Le soir de la Saint-Sylvestre, ils sont tous réunis autour de la table familiale. Le couvert est dressé pour tous plus un autre, à une place qui reste vide. On apprendra pourquoi.
La mère pourrait paraître fantasque, mais en vérité elle détourne d’un revers de main (elle est assez maladroite) ou par un biais de langage tout ce qui pourrait contrarier l’équilibre de sa famille. Elle sait, comme une mère, les souffrances de ses enfants, leurs difficultés, plus celles qu’elle découvre ce soir-là, ce que jusqu’à présent on ne lui avait pas dit. Son devoir est de les aider à se restaurer, sans jamais tomber dans un méli-mélo dramatique, car le sujet s’y prête (et l’auteur a été très attentif à ce piège), sans jamais aller vers l’excès. Cette femme est attachante et touchante dans son efficace simplicité !
Mais elle n’est pas la seule. Les autres personnages, présents ou absents, même s’ils peuvent parfois être agacés par les façons de faire de leur mère, lui vouent un amour que rien, on le sent à chaque page, ne pourra malmener. Amalia est une et indivisible et elle règne sur son petit monde avec une rare habileté.
Ils sont là, perdus dans leurs vies, chacun au bord de son désespoir. Comme chaque mère, elle le sent, elle ne sait pas l’objet et elle attend le moment opportun, celui qui lui permettra d’intervenir. Elle sait alors leur dire ce qu’il faut, leur montrer d’autres chemins, des directions à envisager. Non elle n’est pas l’idiote loufoque sous l’influence de son amie « gourou ». Amalia n’est pas un esprit dispersé, au contraire elle sait parfaitement ce qu’elle fait, même quand elle prend les choses avec une évidente désinvolture. C’est en ce sens qu’elle est habile. À aucun moment, on ne sent que cette famille va se déchirer.
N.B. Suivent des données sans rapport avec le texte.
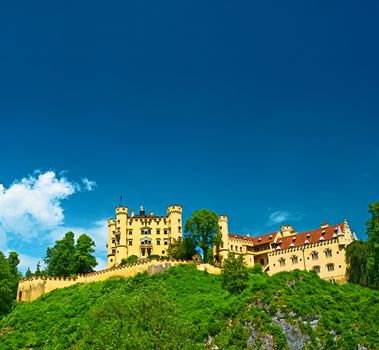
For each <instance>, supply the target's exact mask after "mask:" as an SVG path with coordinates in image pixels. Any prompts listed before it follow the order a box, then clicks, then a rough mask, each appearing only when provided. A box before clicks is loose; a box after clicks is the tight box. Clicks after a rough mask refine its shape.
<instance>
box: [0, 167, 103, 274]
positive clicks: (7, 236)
mask: <svg viewBox="0 0 379 350" xmlns="http://www.w3.org/2000/svg"><path fill="white" fill-rule="evenodd" d="M82 182H83V186H80V185H78V184H77V183H75V182H73V181H69V180H68V179H67V178H66V177H65V176H64V175H63V174H62V173H61V174H58V175H57V174H56V173H55V172H54V171H46V172H35V173H34V174H33V175H30V176H27V177H24V178H22V179H21V180H16V181H14V182H13V183H12V184H11V185H10V186H9V187H8V188H6V187H5V186H4V185H3V184H0V250H1V251H3V252H7V251H9V249H10V248H11V247H10V245H11V244H12V241H14V240H15V239H17V240H18V241H19V242H27V243H28V244H29V246H32V245H33V242H35V240H36V239H37V238H38V240H40V241H45V242H46V246H47V245H49V244H52V243H54V241H55V240H57V239H61V238H62V237H63V235H64V234H65V233H66V232H68V231H73V232H74V233H75V234H76V238H77V237H79V235H80V234H81V233H87V234H88V235H90V236H91V237H92V238H93V240H94V241H95V243H96V255H100V256H104V255H105V254H106V247H105V244H106V240H107V220H106V219H104V220H100V221H96V222H94V223H93V224H91V225H89V227H69V226H68V225H66V223H65V220H64V219H65V217H64V210H63V207H62V202H63V201H64V200H65V199H68V198H69V197H70V196H72V195H73V194H74V193H76V192H78V191H80V190H82V189H83V190H87V191H91V190H93V189H94V188H95V186H96V183H95V182H94V181H91V180H89V179H88V178H83V179H82ZM19 253H21V254H19V255H20V260H21V263H20V268H21V270H26V268H27V267H30V268H31V269H34V268H35V265H36V264H37V262H38V261H41V263H43V257H32V256H29V255H25V254H22V252H19ZM101 264H102V266H103V265H104V261H101Z"/></svg>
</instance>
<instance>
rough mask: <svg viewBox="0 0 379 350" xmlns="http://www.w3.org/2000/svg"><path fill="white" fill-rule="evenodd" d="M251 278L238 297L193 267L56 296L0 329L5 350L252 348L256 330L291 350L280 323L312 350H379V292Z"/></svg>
mask: <svg viewBox="0 0 379 350" xmlns="http://www.w3.org/2000/svg"><path fill="white" fill-rule="evenodd" d="M257 269H258V268H257ZM248 276H249V280H248V281H247V286H246V288H245V289H244V290H243V291H242V292H241V293H239V294H229V293H228V292H226V291H225V290H224V289H223V288H222V281H223V276H222V275H221V276H220V275H218V276H217V275H211V274H206V273H204V272H201V271H198V270H196V267H195V265H186V266H178V267H174V268H171V269H170V270H168V271H166V272H164V273H162V274H157V275H153V276H148V275H147V274H146V273H144V274H139V275H137V276H135V277H133V278H128V279H123V278H111V279H108V280H106V281H104V282H97V283H90V284H77V285H74V286H72V287H69V288H64V289H58V290H55V291H53V292H52V293H48V294H46V295H44V296H42V297H41V298H39V299H38V300H36V301H35V302H32V303H27V304H23V303H22V304H18V305H17V306H16V307H15V308H14V309H13V310H12V312H11V313H9V314H8V315H7V316H6V317H5V318H4V319H2V320H0V349H7V350H8V349H9V350H12V349H22V350H26V349H31V348H33V349H84V350H86V349H109V350H111V349H133V350H134V349H136V350H139V349H161V350H165V349H167V350H168V349H184V350H186V349H191V350H192V349H210V348H212V347H215V346H217V347H218V348H219V349H247V348H248V346H247V340H248V339H249V338H250V337H251V335H252V332H253V331H254V334H255V335H257V338H256V344H257V347H258V345H260V346H263V344H264V343H263V341H262V337H263V336H265V335H270V336H272V339H273V348H275V349H288V348H289V346H288V344H287V339H286V336H285V334H284V332H283V329H282V328H281V327H280V325H279V324H278V323H277V319H278V317H279V315H280V318H281V319H284V320H286V322H288V323H289V324H292V325H294V326H296V325H297V326H298V327H299V329H300V330H301V332H302V334H303V337H304V339H306V341H307V344H306V346H305V347H304V348H306V349H319V348H323V349H346V350H349V349H352V350H353V349H357V348H358V344H360V345H361V346H362V347H363V346H364V347H366V348H367V349H376V348H377V344H378V343H379V335H378V332H377V330H378V328H377V320H378V319H379V292H378V291H375V290H370V289H368V288H363V287H360V286H358V285H343V286H340V285H335V284H331V283H329V282H326V281H323V280H321V279H320V278H319V277H318V276H317V274H316V273H313V272H302V271H293V272H290V273H279V274H276V275H274V276H272V277H269V276H268V275H267V274H264V273H263V274H261V273H249V274H248ZM314 320H317V325H316V326H311V322H313V321H314ZM332 334H335V335H336V336H335V337H334V336H333V335H332ZM207 339H208V341H209V343H208V344H206V340H207ZM210 339H212V340H210ZM210 343H211V344H210Z"/></svg>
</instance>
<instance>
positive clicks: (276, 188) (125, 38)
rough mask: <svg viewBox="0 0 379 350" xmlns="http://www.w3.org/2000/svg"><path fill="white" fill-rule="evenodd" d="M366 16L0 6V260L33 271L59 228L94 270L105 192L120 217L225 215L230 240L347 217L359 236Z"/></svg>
mask: <svg viewBox="0 0 379 350" xmlns="http://www.w3.org/2000/svg"><path fill="white" fill-rule="evenodd" d="M378 14H379V4H378V3H377V2H375V1H366V2H364V3H360V4H358V3H357V2H353V1H334V2H330V1H307V2H304V1H292V2H283V1H265V2H254V1H240V2H238V3H237V2H230V1H163V2H156V1H128V2H125V1H116V2H112V3H104V2H98V1H91V2H89V1H88V2H86V1H82V2H80V3H78V2H70V1H67V2H63V3H62V2H55V1H45V2H44V1H42V2H39V3H38V4H36V3H30V2H27V1H21V2H17V3H8V4H5V3H4V4H1V10H0V33H2V35H1V37H0V43H1V51H0V77H1V79H0V120H1V124H0V130H1V134H0V150H1V153H0V155H1V162H0V184H2V196H3V197H2V199H1V194H0V209H1V210H0V211H1V212H0V239H1V240H2V242H0V249H2V250H9V249H16V250H18V251H19V252H20V253H21V254H22V255H23V264H24V265H28V264H29V265H32V264H34V263H35V262H36V261H37V260H39V259H41V258H43V256H44V253H45V251H46V246H47V245H49V244H51V242H52V241H53V240H54V239H55V238H57V237H59V236H60V234H63V232H64V231H65V230H66V229H67V228H75V229H76V230H77V231H86V232H88V233H90V234H91V233H92V234H93V236H94V237H95V238H96V241H97V243H98V249H97V256H98V257H99V258H101V259H103V261H102V262H101V263H102V264H103V262H104V260H105V251H104V247H103V243H104V242H103V240H105V238H106V234H107V233H106V231H104V232H103V231H102V228H103V226H102V223H104V222H105V221H104V220H105V219H106V218H107V217H110V216H112V215H113V212H114V206H115V205H116V204H117V203H118V200H119V194H120V192H121V191H122V192H123V196H124V203H125V204H127V205H128V206H129V207H130V208H134V209H137V208H138V207H139V205H141V204H143V205H144V206H145V207H146V209H147V210H150V209H153V210H155V211H156V212H158V213H162V214H163V213H164V212H165V208H166V206H167V205H168V204H170V203H179V204H182V205H183V207H184V215H185V217H188V216H189V215H190V214H191V213H192V212H193V211H194V210H195V209H198V208H203V207H206V208H209V209H213V210H214V211H216V212H218V213H227V214H228V215H229V223H230V231H231V232H236V233H242V234H245V233H250V234H253V235H254V234H261V233H265V232H269V231H274V230H277V229H278V228H279V226H280V225H281V224H282V223H291V224H293V226H294V227H295V228H296V229H298V230H299V231H301V230H306V229H312V228H315V227H317V226H318V225H319V224H320V223H321V222H323V221H328V222H329V223H335V222H337V221H341V220H343V218H344V217H347V218H348V219H349V221H350V223H351V226H352V227H353V228H354V229H355V231H356V232H357V234H358V236H359V237H364V232H365V226H364V222H365V221H366V220H367V219H368V214H367V205H368V203H370V202H374V201H377V200H378V198H379V197H378V190H379V181H378V175H379V143H378V132H379V103H378V101H379V99H378V97H379V71H378V62H379V49H378V45H377V33H378V32H379V24H378V21H377V18H378ZM35 171H38V172H39V173H36V172H35ZM44 176H45V177H44ZM39 177H40V178H39ZM22 179H28V180H24V182H23V184H24V190H25V191H26V192H25V191H23V190H20V191H14V192H12V191H13V190H14V187H12V186H14V184H15V183H17V182H20V181H21V180H22ZM83 179H88V180H90V181H94V182H95V183H96V186H90V187H92V188H88V186H86V184H85V183H83ZM42 180H43V181H42ZM12 184H13V185H12ZM87 185H88V183H87ZM44 186H45V187H44ZM12 188H13V190H12V191H11V192H7V191H9V190H10V189H12ZM28 188H29V192H28V191H27V189H28ZM16 189H17V188H16ZM31 189H33V191H32V193H33V195H30V191H31ZM52 189H53V190H52ZM89 189H91V190H89ZM39 191H43V193H44V194H45V195H46V196H45V197H43V196H42V197H41V194H40V192H39ZM14 193H16V194H14ZM5 194H8V196H7V197H6V198H5ZM10 194H12V196H11V195H10ZM25 196H26V197H28V196H29V197H28V199H26V198H25ZM38 200H42V202H43V205H42V204H41V203H38ZM25 203H28V205H25ZM49 205H50V206H51V207H49ZM20 208H21V209H20ZM36 208H37V209H38V208H42V209H40V210H39V209H38V210H35V209H36ZM50 209H51V211H50ZM44 210H46V212H50V214H51V217H50V216H49V215H48V214H46V215H45V212H44ZM60 210H62V212H61V213H60ZM15 212H17V215H16V214H14V213H15ZM12 213H13V214H12ZM42 214H43V215H42ZM30 232H31V233H30ZM93 232H95V233H93ZM102 232H103V235H104V236H102ZM77 233H80V232H77ZM102 237H104V238H102Z"/></svg>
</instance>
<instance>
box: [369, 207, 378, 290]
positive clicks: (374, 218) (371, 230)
mask: <svg viewBox="0 0 379 350" xmlns="http://www.w3.org/2000/svg"><path fill="white" fill-rule="evenodd" d="M369 213H370V214H371V218H370V220H369V221H367V223H366V227H367V236H368V241H367V243H368V259H367V270H368V275H369V285H370V286H371V287H373V288H379V202H376V203H372V204H369Z"/></svg>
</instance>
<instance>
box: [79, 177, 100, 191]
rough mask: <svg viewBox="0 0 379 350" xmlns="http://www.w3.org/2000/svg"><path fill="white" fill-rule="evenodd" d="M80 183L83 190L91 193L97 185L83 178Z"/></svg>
mask: <svg viewBox="0 0 379 350" xmlns="http://www.w3.org/2000/svg"><path fill="white" fill-rule="evenodd" d="M82 182H83V185H84V188H85V189H86V190H87V191H93V190H94V188H95V187H96V186H97V184H96V182H95V181H91V180H89V179H87V178H86V177H84V178H83V179H82Z"/></svg>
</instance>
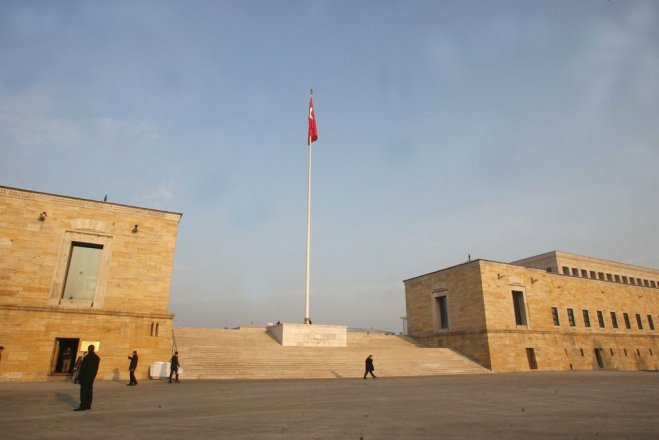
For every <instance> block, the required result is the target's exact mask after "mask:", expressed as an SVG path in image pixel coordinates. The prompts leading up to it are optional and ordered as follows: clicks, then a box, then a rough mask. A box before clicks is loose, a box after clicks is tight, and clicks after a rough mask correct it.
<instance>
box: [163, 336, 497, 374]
mask: <svg viewBox="0 0 659 440" xmlns="http://www.w3.org/2000/svg"><path fill="white" fill-rule="evenodd" d="M175 338H176V344H177V348H178V351H179V358H180V360H181V365H182V368H183V371H184V376H185V377H186V378H189V379H277V378H281V379H285V378H331V377H360V376H361V375H362V374H363V365H364V359H365V358H366V356H367V355H368V354H373V357H374V359H375V366H376V371H377V372H376V374H380V375H383V376H429V375H441V374H474V373H487V372H489V370H487V369H485V368H483V367H482V366H480V365H478V364H476V363H474V362H472V361H471V360H469V359H467V358H465V357H463V356H461V355H459V354H458V353H456V352H453V351H452V350H450V349H446V348H427V347H423V346H422V345H420V344H419V343H418V342H417V341H414V340H413V339H411V338H408V337H401V336H396V335H390V334H384V333H374V332H348V346H347V347H282V346H281V345H279V343H278V342H277V341H275V340H274V339H273V338H272V337H270V335H269V334H268V333H267V332H266V330H265V329H264V328H241V329H232V330H227V329H197V328H176V329H175Z"/></svg>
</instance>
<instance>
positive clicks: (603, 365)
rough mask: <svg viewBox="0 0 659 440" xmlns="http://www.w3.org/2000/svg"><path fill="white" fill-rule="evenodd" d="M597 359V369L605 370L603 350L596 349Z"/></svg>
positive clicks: (595, 358) (596, 356) (598, 348)
mask: <svg viewBox="0 0 659 440" xmlns="http://www.w3.org/2000/svg"><path fill="white" fill-rule="evenodd" d="M595 359H597V367H598V368H604V360H603V359H602V349H601V348H596V349H595Z"/></svg>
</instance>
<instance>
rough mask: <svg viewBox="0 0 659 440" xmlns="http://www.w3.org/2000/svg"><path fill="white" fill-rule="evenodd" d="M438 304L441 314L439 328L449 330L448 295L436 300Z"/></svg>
mask: <svg viewBox="0 0 659 440" xmlns="http://www.w3.org/2000/svg"><path fill="white" fill-rule="evenodd" d="M435 301H436V302H437V311H438V312H439V328H441V329H447V328H448V301H447V300H446V295H443V296H438V297H436V298H435Z"/></svg>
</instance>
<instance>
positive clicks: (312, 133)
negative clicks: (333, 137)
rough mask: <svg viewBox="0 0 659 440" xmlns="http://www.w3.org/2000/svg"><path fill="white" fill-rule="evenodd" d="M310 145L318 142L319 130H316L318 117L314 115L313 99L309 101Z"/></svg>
mask: <svg viewBox="0 0 659 440" xmlns="http://www.w3.org/2000/svg"><path fill="white" fill-rule="evenodd" d="M307 139H308V142H309V144H308V145H311V143H312V142H314V141H317V140H318V130H317V129H316V115H314V113H313V97H311V98H310V99H309V137H308V138H307Z"/></svg>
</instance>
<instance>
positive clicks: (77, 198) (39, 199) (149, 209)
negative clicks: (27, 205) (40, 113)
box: [0, 186, 183, 222]
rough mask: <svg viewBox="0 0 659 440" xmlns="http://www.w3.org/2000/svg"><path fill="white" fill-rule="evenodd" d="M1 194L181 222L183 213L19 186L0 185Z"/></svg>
mask: <svg viewBox="0 0 659 440" xmlns="http://www.w3.org/2000/svg"><path fill="white" fill-rule="evenodd" d="M0 195H1V196H5V197H14V198H19V199H24V200H32V201H41V202H49V203H59V204H63V205H67V206H75V207H79V208H90V209H100V210H103V211H112V212H118V213H122V214H132V215H141V216H146V217H155V218H160V219H164V220H170V221H175V222H179V221H180V220H181V217H182V216H183V214H181V213H178V212H169V211H160V210H157V209H149V208H141V207H138V206H131V205H122V204H117V203H108V202H103V201H98V200H89V199H81V198H77V197H69V196H61V195H57V194H49V193H43V192H38V191H30V190H25V189H19V188H10V187H7V186H0Z"/></svg>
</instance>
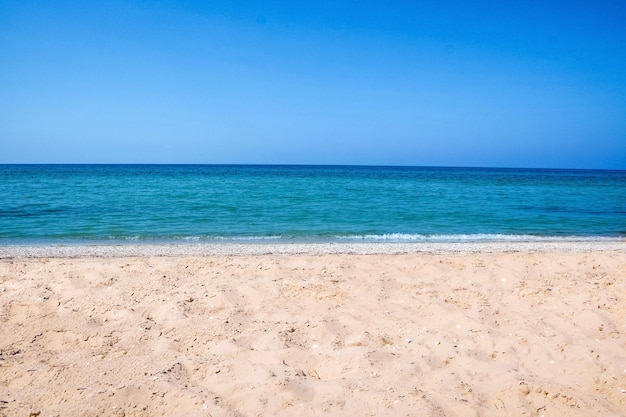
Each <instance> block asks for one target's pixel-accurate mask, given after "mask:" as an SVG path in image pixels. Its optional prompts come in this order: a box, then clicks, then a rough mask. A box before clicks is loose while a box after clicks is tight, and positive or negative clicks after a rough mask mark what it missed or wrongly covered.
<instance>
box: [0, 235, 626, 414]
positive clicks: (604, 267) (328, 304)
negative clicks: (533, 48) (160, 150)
mask: <svg viewBox="0 0 626 417" xmlns="http://www.w3.org/2000/svg"><path fill="white" fill-rule="evenodd" d="M615 245H617V247H611V248H609V249H610V250H608V249H607V250H601V249H599V248H598V247H595V249H592V250H585V251H580V250H576V248H573V249H572V248H570V250H567V251H558V252H554V251H550V250H546V248H545V247H544V248H543V249H542V250H538V251H533V252H530V251H522V252H519V251H518V252H507V250H495V251H493V250H490V251H482V252H481V251H478V252H475V253H467V252H465V253H463V252H462V253H452V252H450V251H449V252H447V253H420V252H414V253H405V254H382V255H381V254H378V255H371V254H318V255H314V254H269V255H245V256H244V255H234V256H233V255H223V256H216V255H212V256H205V257H200V256H188V257H184V256H169V257H167V256H165V257H163V256H161V257H156V256H152V257H115V256H113V257H106V258H105V257H79V258H67V257H65V258H27V257H26V256H35V255H33V254H32V253H30V254H28V253H26V254H24V253H22V255H21V256H17V255H16V253H17V252H16V250H15V249H14V251H13V252H11V253H9V254H8V255H7V253H8V252H6V251H5V253H4V258H5V259H1V260H0V415H2V416H24V417H28V416H29V415H36V413H40V414H39V415H40V416H41V417H47V416H109V415H115V416H118V415H119V416H121V415H125V416H153V415H154V416H157V415H158V416H160V415H165V416H214V417H217V416H259V415H260V416H319V415H332V416H341V415H343V416H369V415H371V416H407V415H410V416H541V415H544V416H546V417H547V416H624V415H626V247H625V246H624V243H623V242H621V243H616V244H615ZM518 249H519V247H518ZM526 249H527V248H526ZM535 249H536V248H535ZM540 249H541V248H540ZM18 252H19V251H18ZM40 255H41V254H40ZM84 255H85V254H84V253H83V256H84ZM7 256H8V258H7ZM11 256H13V258H11ZM15 256H17V257H15ZM74 256H77V255H76V254H74ZM31 413H32V414H31Z"/></svg>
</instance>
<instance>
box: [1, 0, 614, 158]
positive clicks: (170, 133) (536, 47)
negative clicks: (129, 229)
mask: <svg viewBox="0 0 626 417" xmlns="http://www.w3.org/2000/svg"><path fill="white" fill-rule="evenodd" d="M300 3H301V4H300ZM625 21H626V2H623V1H595V2H592V1H588V2H584V1H579V2H560V1H558V2H534V1H523V2H522V1H515V2H507V1H498V2H495V1H493V2H481V1H473V2H460V1H458V2H457V1H441V2H420V1H414V2H400V1H385V2H369V1H310V2H293V1H284V2H283V1H268V2H249V1H236V2H235V1H167V0H161V1H116V0H111V1H88V0H81V1H66V0H58V1H30V0H18V1H6V0H0V163H288V164H289V163H294V164H366V165H369V164H373V165H438V166H498V167H554V168H616V169H626V25H625V24H624V22H625Z"/></svg>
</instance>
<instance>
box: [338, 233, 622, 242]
mask: <svg viewBox="0 0 626 417" xmlns="http://www.w3.org/2000/svg"><path fill="white" fill-rule="evenodd" d="M336 239H337V240H340V241H346V240H347V241H363V242H425V243H428V242H443V243H448V242H460V243H462V242H603V241H607V242H610V241H615V240H616V238H615V237H604V236H535V235H511V234H499V233H476V234H442V235H424V234H407V233H386V234H381V235H373V234H369V235H347V236H336ZM617 240H620V239H619V238H617Z"/></svg>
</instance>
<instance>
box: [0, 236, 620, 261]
mask: <svg viewBox="0 0 626 417" xmlns="http://www.w3.org/2000/svg"><path fill="white" fill-rule="evenodd" d="M605 251H611V252H615V251H617V252H623V251H626V240H624V239H606V240H598V241H593V240H585V241H577V240H554V241H536V242H487V241H486V242H373V243H372V242H367V243H366V242H354V243H343V242H341V243H282V242H281V243H142V244H136V243H124V244H119V243H115V244H93V245H91V244H67V245H65V244H50V245H42V244H34V245H0V259H21V258H94V257H95V258H119V257H181V256H247V255H288V254H300V255H329V254H346V255H347V254H357V255H385V254H389V255H391V254H409V253H432V254H446V253H508V252H513V253H515V252H528V253H535V252H537V253H547V252H605Z"/></svg>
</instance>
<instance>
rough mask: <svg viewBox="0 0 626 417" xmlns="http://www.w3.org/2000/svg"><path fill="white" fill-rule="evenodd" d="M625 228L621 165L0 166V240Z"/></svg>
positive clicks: (218, 238) (212, 238)
mask: <svg viewBox="0 0 626 417" xmlns="http://www.w3.org/2000/svg"><path fill="white" fill-rule="evenodd" d="M572 237H573V238H581V239H598V238H622V237H626V171H595V170H594V171H591V170H536V169H532V170H531V169H491V168H490V169H486V168H485V169H479V168H420V167H354V166H250V165H241V166H238V165H232V166H230V165H0V244H30V243H82V242H84V243H91V242H101V241H109V242H113V241H116V242H117V241H146V242H152V241H175V242H180V241H210V242H213V241H231V240H238V241H239V240H241V241H265V240H268V241H316V242H319V241H322V242H336V241H346V240H349V241H353V240H364V241H379V240H380V241H383V240H384V241H412V240H416V241H421V240H442V241H464V240H541V239H553V238H572Z"/></svg>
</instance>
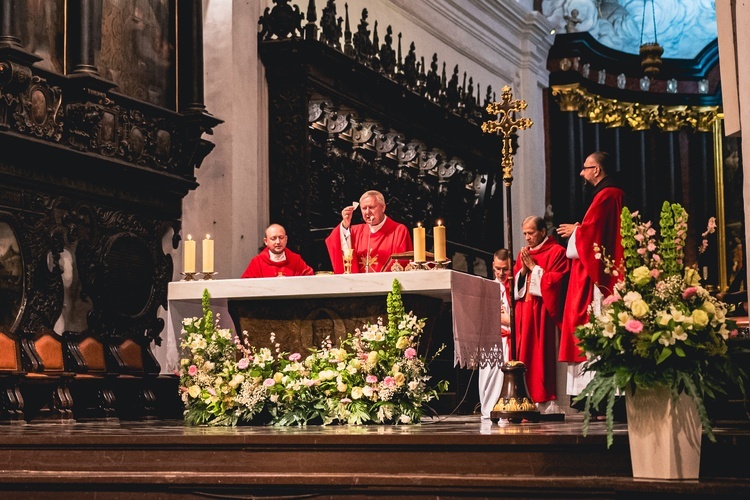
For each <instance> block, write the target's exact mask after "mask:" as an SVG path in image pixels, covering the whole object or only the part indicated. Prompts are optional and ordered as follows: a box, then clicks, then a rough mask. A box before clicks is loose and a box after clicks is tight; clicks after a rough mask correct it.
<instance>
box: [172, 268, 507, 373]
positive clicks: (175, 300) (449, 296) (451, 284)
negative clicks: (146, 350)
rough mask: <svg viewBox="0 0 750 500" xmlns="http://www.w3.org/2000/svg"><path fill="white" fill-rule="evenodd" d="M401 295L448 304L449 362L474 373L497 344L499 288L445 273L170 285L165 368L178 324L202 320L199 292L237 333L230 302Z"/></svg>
mask: <svg viewBox="0 0 750 500" xmlns="http://www.w3.org/2000/svg"><path fill="white" fill-rule="evenodd" d="M394 279H398V281H399V283H401V293H402V294H418V295H426V296H430V297H437V298H440V299H442V300H443V301H444V302H449V303H451V309H452V313H453V314H452V316H453V341H454V348H455V349H454V362H455V364H456V365H457V366H460V367H462V368H475V367H477V366H478V363H479V352H481V351H482V350H484V349H488V348H491V347H492V345H494V344H495V343H497V342H499V338H500V284H499V283H497V282H495V281H492V280H488V279H485V278H482V277H480V276H474V275H471V274H466V273H462V272H459V271H453V270H450V269H445V270H431V271H408V272H387V273H367V274H336V275H315V276H297V277H281V278H252V279H227V280H206V281H203V280H199V281H174V282H171V283H169V288H168V294H167V299H168V315H169V320H168V322H167V323H168V325H167V364H168V366H169V367H171V366H172V365H173V364H174V366H178V362H179V343H180V338H181V331H182V319H183V318H185V317H194V316H200V315H201V298H202V297H203V290H204V289H208V293H209V294H210V296H211V309H212V310H213V311H214V313H215V314H216V313H218V314H219V318H220V326H221V327H222V328H231V329H232V330H233V331H236V328H235V325H234V324H233V322H232V319H231V317H230V316H229V310H228V306H227V301H228V300H230V299H243V300H267V299H283V298H314V297H352V296H378V295H381V296H385V295H387V294H388V292H390V291H391V288H392V285H393V280H394Z"/></svg>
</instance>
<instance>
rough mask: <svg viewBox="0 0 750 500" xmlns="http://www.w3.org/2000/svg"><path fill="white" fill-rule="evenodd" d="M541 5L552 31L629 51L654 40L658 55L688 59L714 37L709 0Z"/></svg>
mask: <svg viewBox="0 0 750 500" xmlns="http://www.w3.org/2000/svg"><path fill="white" fill-rule="evenodd" d="M541 6H542V9H541V10H542V13H543V14H544V16H545V17H546V18H547V19H548V20H549V21H550V22H551V23H552V25H553V26H554V27H555V30H556V31H557V33H574V32H576V33H577V32H582V31H588V32H589V33H590V34H591V35H592V36H593V37H594V38H596V39H597V40H598V41H599V42H600V43H602V44H603V45H606V46H607V47H610V48H613V49H616V50H620V51H623V52H627V53H631V54H638V50H639V47H640V45H641V44H642V43H650V42H654V41H657V42H658V43H659V44H660V45H661V46H662V47H664V55H663V57H664V58H669V59H692V58H694V57H695V56H696V55H698V53H699V52H700V51H701V50H703V48H705V47H706V45H708V44H709V43H711V42H712V41H713V40H715V39H716V4H715V0H542V3H541ZM654 27H655V28H656V30H654ZM654 32H655V33H656V39H654Z"/></svg>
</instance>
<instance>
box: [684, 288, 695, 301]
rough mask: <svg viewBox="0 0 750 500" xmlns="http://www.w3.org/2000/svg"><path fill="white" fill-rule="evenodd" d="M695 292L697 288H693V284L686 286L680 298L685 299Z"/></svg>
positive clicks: (693, 294) (690, 295)
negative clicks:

Le style est sobre, net, précis, il colle exactement avec l’ambiance de cette nuit si particulière. La réussite parfaite de ce roman est d’avoir traité de sujets graves, qui pourraient affecter chacun d’entre nous, avec une dose d’humour distillée en goutte à goutte qui nous fait parfois sourire, rire, mais c’est pour masquer un désarroi.